Thursday, May 24, 2012

California Stem Cell Agency Launches Five-Year Push for Cures

The $3 billion California stem cell today officially embarked on a course that will mean closer ties to the biotech industry in hopes of fulfilling the campaign promises to voters to turn stem cells into cures.
On a unanimous voice vote, directors approved changes in the seven-year-old agency's strategic plan. The action will likely mean less money for some activities that enjoyed more cash in the past,  but directors put off action until at least late July.  The plan also sets the course for what may be the last years of life for the unprecedented state research program. Authorization to borrow more money (state bonds) for its grants will run out in about 2017.

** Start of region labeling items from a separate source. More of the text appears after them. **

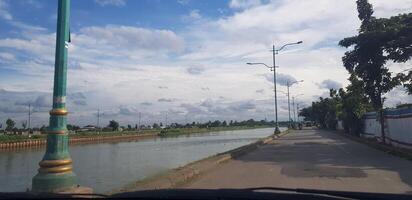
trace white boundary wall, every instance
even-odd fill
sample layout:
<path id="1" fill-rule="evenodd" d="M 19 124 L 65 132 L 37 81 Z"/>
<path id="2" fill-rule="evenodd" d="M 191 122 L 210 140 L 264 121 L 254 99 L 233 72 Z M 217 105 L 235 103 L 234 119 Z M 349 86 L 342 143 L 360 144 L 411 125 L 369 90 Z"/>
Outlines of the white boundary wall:
<path id="1" fill-rule="evenodd" d="M 367 113 L 363 120 L 364 137 L 381 139 L 381 128 L 375 112 Z M 386 143 L 412 148 L 412 108 L 385 110 Z"/>

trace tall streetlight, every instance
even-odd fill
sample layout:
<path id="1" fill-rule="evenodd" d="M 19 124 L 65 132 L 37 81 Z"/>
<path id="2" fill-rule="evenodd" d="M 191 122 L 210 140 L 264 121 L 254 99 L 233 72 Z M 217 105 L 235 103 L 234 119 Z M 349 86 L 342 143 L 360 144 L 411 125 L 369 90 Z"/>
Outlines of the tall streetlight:
<path id="1" fill-rule="evenodd" d="M 297 83 L 301 83 L 303 82 L 303 80 L 300 81 L 293 81 L 293 82 L 286 82 L 286 86 L 288 87 L 288 110 L 289 110 L 289 127 L 291 127 L 292 125 L 292 119 L 290 116 L 290 92 L 289 92 L 289 88 L 293 85 L 293 84 L 297 84 Z"/>
<path id="2" fill-rule="evenodd" d="M 303 94 L 298 94 L 298 95 L 295 95 L 295 96 L 292 97 L 293 121 L 294 121 L 294 122 L 296 122 L 295 99 L 296 99 L 298 96 L 302 96 L 302 95 L 303 95 Z M 298 118 L 299 118 L 299 116 L 298 116 Z"/>
<path id="3" fill-rule="evenodd" d="M 275 134 L 279 134 L 279 124 L 278 124 L 278 101 L 277 101 L 277 94 L 276 94 L 276 55 L 279 54 L 279 51 L 283 50 L 285 47 L 290 46 L 290 45 L 296 45 L 296 44 L 302 44 L 302 41 L 294 42 L 294 43 L 287 43 L 283 46 L 281 46 L 279 49 L 275 48 L 275 45 L 273 44 L 272 46 L 272 56 L 273 56 L 273 67 L 269 67 L 265 63 L 247 63 L 248 65 L 264 65 L 267 68 L 269 68 L 271 71 L 273 71 L 273 87 L 274 87 L 274 93 L 275 93 Z"/>
<path id="4" fill-rule="evenodd" d="M 76 175 L 68 151 L 66 79 L 67 48 L 69 41 L 70 0 L 59 0 L 54 65 L 53 109 L 47 130 L 46 153 L 40 161 L 40 169 L 33 177 L 34 192 L 73 191 Z"/>

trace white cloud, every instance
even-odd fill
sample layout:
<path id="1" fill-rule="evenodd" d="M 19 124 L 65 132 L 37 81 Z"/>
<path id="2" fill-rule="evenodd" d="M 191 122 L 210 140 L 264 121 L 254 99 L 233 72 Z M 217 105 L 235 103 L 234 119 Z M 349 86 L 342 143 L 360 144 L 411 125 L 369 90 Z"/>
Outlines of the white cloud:
<path id="1" fill-rule="evenodd" d="M 182 16 L 182 20 L 185 22 L 193 22 L 200 19 L 202 19 L 202 15 L 198 9 L 191 10 L 189 14 Z"/>
<path id="2" fill-rule="evenodd" d="M 94 0 L 97 4 L 100 6 L 125 6 L 126 1 L 125 0 Z"/>
<path id="3" fill-rule="evenodd" d="M 0 18 L 5 20 L 12 20 L 13 16 L 8 11 L 8 3 L 5 0 L 0 0 Z"/>
<path id="4" fill-rule="evenodd" d="M 176 121 L 183 120 L 184 115 L 193 120 L 272 119 L 273 72 L 245 63 L 272 65 L 268 50 L 274 41 L 277 47 L 304 41 L 276 57 L 280 66 L 278 90 L 285 91 L 285 80 L 305 80 L 291 88 L 292 95 L 305 94 L 299 97 L 301 104 L 310 105 L 313 96 L 325 91 L 319 88 L 325 79 L 342 86 L 348 83 L 341 61 L 346 49 L 337 43 L 355 35 L 359 27 L 354 1 L 256 2 L 232 1 L 235 13 L 218 19 L 202 17 L 201 10 L 192 10 L 188 17 L 200 22 L 187 21 L 187 27 L 176 32 L 121 25 L 83 27 L 72 32 L 68 91 L 81 92 L 87 99 L 73 100 L 70 122 L 95 121 L 97 108 L 106 114 L 102 124 L 111 118 L 133 124 L 135 118 L 130 116 L 138 112 L 144 123 L 159 122 L 165 111 L 174 113 Z M 376 1 L 378 16 L 396 14 L 399 9 L 412 11 L 404 3 L 409 0 L 399 1 L 399 5 L 382 2 Z M 30 75 L 25 82 L 0 80 L 0 86 L 51 93 L 54 41 L 55 34 L 41 31 L 29 37 L 0 39 L 2 52 L 12 49 L 13 55 L 25 57 L 1 67 Z M 404 68 L 391 65 L 393 71 Z M 280 118 L 286 119 L 285 95 L 279 93 L 278 97 Z M 393 95 L 388 95 L 387 102 L 396 103 L 391 98 Z"/>
<path id="5" fill-rule="evenodd" d="M 229 3 L 230 8 L 245 9 L 261 4 L 261 0 L 231 0 Z"/>
<path id="6" fill-rule="evenodd" d="M 0 52 L 0 58 L 3 59 L 3 60 L 6 60 L 6 61 L 13 61 L 13 60 L 16 59 L 16 56 L 14 56 L 11 53 Z"/>

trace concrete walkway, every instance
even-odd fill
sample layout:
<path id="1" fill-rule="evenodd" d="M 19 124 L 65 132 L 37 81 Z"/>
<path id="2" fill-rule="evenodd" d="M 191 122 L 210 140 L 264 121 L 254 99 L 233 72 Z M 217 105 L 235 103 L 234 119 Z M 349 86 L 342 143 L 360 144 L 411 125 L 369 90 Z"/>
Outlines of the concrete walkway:
<path id="1" fill-rule="evenodd" d="M 321 130 L 285 135 L 182 188 L 286 187 L 412 193 L 412 162 Z"/>

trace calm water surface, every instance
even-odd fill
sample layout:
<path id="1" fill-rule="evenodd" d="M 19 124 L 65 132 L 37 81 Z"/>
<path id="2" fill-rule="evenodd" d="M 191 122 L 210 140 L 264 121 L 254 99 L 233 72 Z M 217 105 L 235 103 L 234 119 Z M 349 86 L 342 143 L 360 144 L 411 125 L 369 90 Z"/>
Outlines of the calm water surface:
<path id="1" fill-rule="evenodd" d="M 175 138 L 70 146 L 80 185 L 102 193 L 228 151 L 273 133 L 272 128 L 192 134 Z M 44 149 L 0 152 L 0 191 L 31 188 Z"/>

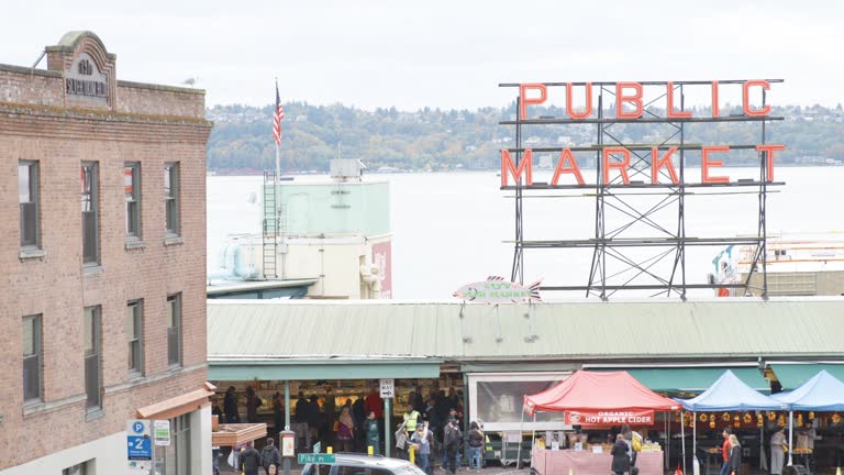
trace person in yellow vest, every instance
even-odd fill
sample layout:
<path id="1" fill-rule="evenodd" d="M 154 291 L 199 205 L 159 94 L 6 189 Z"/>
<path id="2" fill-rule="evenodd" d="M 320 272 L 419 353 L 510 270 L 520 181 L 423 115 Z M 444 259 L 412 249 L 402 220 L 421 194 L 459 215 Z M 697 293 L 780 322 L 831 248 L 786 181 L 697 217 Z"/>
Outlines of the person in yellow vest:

During a brief discussion of the plan, which has been debated for some months, CIRM Director Jeff Sheehy noted that the agency has now entered "the realm of trade-offs."  Ellen Feigal, CIRM's senior vice president for research and development, told the board that the plan will require hard decisions and sharp focus on priorities. 

Among other things, for first time CIRM overtly set a goal of creating 20 programs that include outside investment that focus on products. Another five-year goal explicitly calls for financing at least 10 therapies in early-phase clinical trials, affecting at least five diseases. Overall, the plan seeks to achieve clinical proof-of-concept for stem cell therapies.

In contrast to the Proposition 71 campaign rhetoric, CIRM's strategic plan acknowledges that developing therapies takes a very long time, often decades.

Two scenarios were presented to the board for spending the agency's remaining $836 million for grants and loans. One would allocate $506 million for development research, $195 for translational research and $135 million for basic research, but nothing for training and "facilities/core resources."

The other scenario calls for $486 million for development research, $160 million for translational research, $105 for basic research, $60 million for training and $25 million for "facilities/core resources."

The first scenario would mean a $85 million cut in training and shared lab programs – cash that helps to finance researchers and that benefits the many institutions that have representation on the CIRM board. The board put off action on either scenario after CIRM President Alan Trounson said he wanted more time to prepare a complete analysis of the scenarios. 

The plan also calls for creation of a platform to enable grantees, disease foundations, venture capitalists and others to purse CIRM's mission when its state bond funding runs out. The possibility exists that another bond measure would be submitted to voters. But in either case, CIRM will need a solid record to attract support.